A phase III, double-blind, randomized clinical trial comparing S-1 in combination with DC vaccine loaded with WT1 peptides (TLP0-001) or placebo for the patients with advanced pancreatic cancer refractory to standard chemotherapy.
ABSTRACT
Background: The development of new potent therapeutic is strongly called for treating pancreatic cancer. Dendritic cells (DCs) are a type of antigen-presenting cells that play an important role in adaptive immune system, and this property has prompted their recent application to therapeutic cancer vaccines. DCs loaded with tumor antigen ex vivo and administered as a cellular vaccine have been found to induce therapeutic anti-tumor immunity. Wilms' tumor gene WT1 is expressed in various kinds of cancers including pancreatic cancer. In pilot clinical trials of DC vaccination loaded with WT1 peptides for patients with advanced pancreatic cancer, induction of anti-tumor WT1 specific immune responses and tumor regressions have been observed (Kimura et al, Pancreas, 2012 / Kobayashi et al, Cancer Immunol Immunother, 2014 / Mayanagi et al Cancer Sci, 2015). TLP0-001 is activated Dendritic cells loaded with epitope peptides derived from WT-1.

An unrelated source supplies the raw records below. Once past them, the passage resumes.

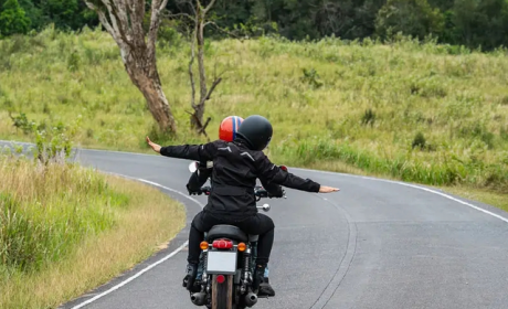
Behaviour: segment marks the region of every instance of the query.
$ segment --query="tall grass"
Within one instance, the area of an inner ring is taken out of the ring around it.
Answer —
[[[274,124],[269,154],[286,164],[337,161],[428,184],[508,192],[507,50],[395,38],[390,44],[325,39],[223,40],[207,44],[209,76],[227,73],[208,103],[210,131],[225,116],[262,114]],[[189,132],[189,47],[159,46],[163,88],[180,136]],[[84,147],[145,151],[157,135],[113,40],[99,31],[0,42],[0,108],[36,121],[83,116]],[[27,87],[27,85],[32,85]],[[0,111],[0,137],[27,138]]]
[[[92,169],[0,156],[0,308],[55,308],[184,225],[161,192]]]
[[[75,166],[0,159],[0,260],[28,271],[65,257],[85,237],[115,224],[128,195]]]

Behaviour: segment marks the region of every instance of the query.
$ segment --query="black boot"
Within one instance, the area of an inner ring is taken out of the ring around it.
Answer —
[[[275,296],[275,290],[269,285],[269,281],[268,281],[267,277],[265,277],[263,279],[263,283],[260,285],[260,290],[257,291],[257,296],[258,297],[262,297],[262,296],[268,296],[268,297]]]
[[[257,290],[260,288],[260,285],[263,283],[263,278],[265,276],[265,265],[257,265],[254,269],[252,290]]]
[[[182,286],[188,290],[192,291],[194,287],[195,276],[198,275],[198,264],[188,264],[187,265],[187,275],[183,278]]]

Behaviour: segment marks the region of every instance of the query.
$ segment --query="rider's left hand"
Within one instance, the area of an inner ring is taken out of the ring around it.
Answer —
[[[160,153],[160,148],[162,148],[162,147],[160,147],[160,145],[155,143],[154,141],[151,141],[149,137],[147,137],[147,142],[148,142],[148,146],[150,146],[151,149],[154,149],[154,151],[156,151],[157,153]]]

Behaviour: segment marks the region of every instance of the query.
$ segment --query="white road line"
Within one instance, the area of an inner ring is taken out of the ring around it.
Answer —
[[[11,141],[11,142],[14,142],[14,141]],[[23,143],[23,145],[33,145],[33,143],[28,143],[28,142],[15,142],[15,143]],[[84,150],[84,151],[95,151],[95,152],[114,152],[114,153],[123,153],[123,154],[137,154],[137,156],[152,156],[152,154],[147,154],[147,153],[134,153],[134,152],[126,152],[126,151],[109,151],[109,150],[95,150],[95,149],[80,149],[80,150]],[[411,183],[405,183],[405,182],[401,182],[401,181],[394,181],[394,180],[388,180],[388,179],[379,179],[379,178],[373,178],[373,177],[366,177],[366,175],[356,175],[356,174],[347,174],[347,173],[338,173],[338,172],[328,172],[328,171],[318,171],[318,170],[309,170],[309,169],[300,169],[300,168],[290,168],[290,169],[295,169],[295,170],[300,170],[300,171],[307,171],[307,172],[314,172],[314,173],[322,173],[322,174],[332,174],[332,175],[343,175],[343,177],[351,177],[351,178],[360,178],[360,179],[368,179],[368,180],[374,180],[374,181],[381,181],[381,182],[388,182],[388,183],[394,183],[394,184],[400,184],[400,185],[404,185],[404,187],[409,187],[409,188],[414,188],[414,189],[417,189],[417,190],[423,190],[423,191],[426,191],[428,193],[433,193],[433,194],[436,194],[436,195],[441,195],[445,199],[448,199],[448,200],[452,200],[454,202],[457,202],[459,204],[463,204],[463,205],[466,205],[466,206],[469,206],[472,209],[475,209],[479,212],[483,212],[485,214],[488,214],[488,215],[491,215],[494,217],[497,217],[506,223],[508,223],[508,219],[501,216],[501,215],[498,215],[496,213],[493,213],[490,211],[487,211],[487,210],[484,210],[479,206],[476,206],[476,205],[473,205],[470,203],[467,203],[465,201],[462,201],[459,199],[456,199],[454,196],[451,196],[448,194],[445,194],[445,193],[442,193],[442,192],[438,192],[438,191],[435,191],[435,190],[432,190],[432,189],[428,189],[428,188],[424,188],[424,187],[420,187],[420,185],[416,185],[416,184],[411,184]],[[123,174],[117,174],[117,173],[110,173],[110,174],[116,174],[116,175],[119,175],[119,177],[124,177],[124,178],[128,178],[128,179],[134,179],[134,180],[138,180],[138,181],[141,181],[141,182],[145,182],[145,183],[149,183],[151,185],[155,185],[155,187],[159,187],[159,188],[162,188],[165,190],[168,190],[170,192],[173,192],[173,193],[177,193],[177,194],[180,194],[182,196],[184,196],[186,199],[189,199],[191,201],[193,201],[194,203],[199,204],[201,207],[203,207],[203,204],[201,202],[199,202],[198,200],[195,199],[192,199],[191,196],[180,192],[180,191],[177,191],[174,189],[171,189],[171,188],[168,188],[168,187],[165,187],[165,185],[161,185],[159,183],[156,183],[156,182],[152,182],[152,181],[149,181],[149,180],[145,180],[145,179],[136,179],[136,178],[131,178],[131,177],[128,177],[128,175],[123,175]],[[174,256],[176,254],[178,254],[180,251],[182,251],[186,246],[188,245],[188,242],[186,242],[183,245],[181,245],[179,248],[177,248],[174,252],[170,253],[169,255],[165,256],[162,259],[156,262],[155,264],[148,266],[147,268],[140,270],[139,273],[137,273],[136,275],[134,275],[133,277],[128,278],[127,280],[114,286],[113,288],[108,289],[107,291],[104,291],[88,300],[86,300],[85,302],[82,302],[80,305],[77,305],[76,307],[73,307],[72,309],[78,309],[78,308],[83,308],[84,306],[99,299],[100,297],[105,296],[105,295],[108,295],[109,292],[123,287],[124,285],[128,284],[129,281],[136,279],[137,277],[139,277],[140,275],[142,275],[144,273],[148,271],[149,269],[154,268],[155,266],[159,265],[160,263],[171,258],[172,256]]]
[[[452,200],[452,201],[457,202],[459,204],[469,206],[472,209],[475,209],[477,211],[480,211],[483,213],[486,213],[488,215],[491,215],[494,217],[497,217],[497,219],[502,220],[504,222],[508,223],[508,219],[506,219],[506,217],[504,217],[501,215],[498,215],[498,214],[493,213],[490,211],[484,210],[484,209],[481,209],[479,206],[473,205],[472,203],[467,203],[467,202],[462,201],[459,199],[456,199],[456,198],[454,198],[452,195],[448,195],[448,194],[445,194],[445,193],[442,193],[442,192],[438,192],[438,191],[435,191],[435,190],[432,190],[432,189],[428,189],[428,188],[425,188],[425,187],[420,187],[420,185],[416,185],[416,184],[405,183],[405,182],[401,182],[401,181],[367,177],[367,175],[357,175],[357,174],[347,174],[347,173],[337,173],[337,172],[327,172],[327,171],[316,171],[316,170],[308,170],[308,169],[300,169],[300,168],[294,168],[294,169],[295,170],[307,171],[307,172],[316,172],[316,173],[324,173],[324,174],[336,174],[336,175],[340,174],[340,175],[345,175],[345,177],[361,178],[361,179],[368,179],[368,180],[374,180],[374,181],[381,181],[381,182],[388,182],[388,183],[395,183],[395,184],[400,184],[400,185],[404,185],[404,187],[409,187],[409,188],[423,190],[423,191],[426,191],[428,193],[441,195],[441,196],[443,196],[445,199],[448,199],[448,200]]]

Methods: This is an investigator initiated, phaseIII, multicenter, double-blind, randomized trial of TLP0-001+S-1 versus placebo+S-1 for the patients with locally advanced or metastatic pancreatic cancer refractory to standard chemotherapy. Patients are allocated to either DC vaccine (TLP0-001) + S-1 group or placebo + S-1 in 1:1 ratio by dynamic allocation method. The primary endpoint is overall survival. Sample size is estimated presuming the effects will be observed from the time point of 50% cumulative survival rate. Assuming a type I error alpha (two-sided) level of 5% and a power of 80% or more for hazard ratio 0.644, sample size necessary is estimated as 174 patients. When the first 6 patients are administerd TLP0-001, the independent Data Monitoring Commitee checks safety data to assess continuation of the study. Enrollment begins in March 2017.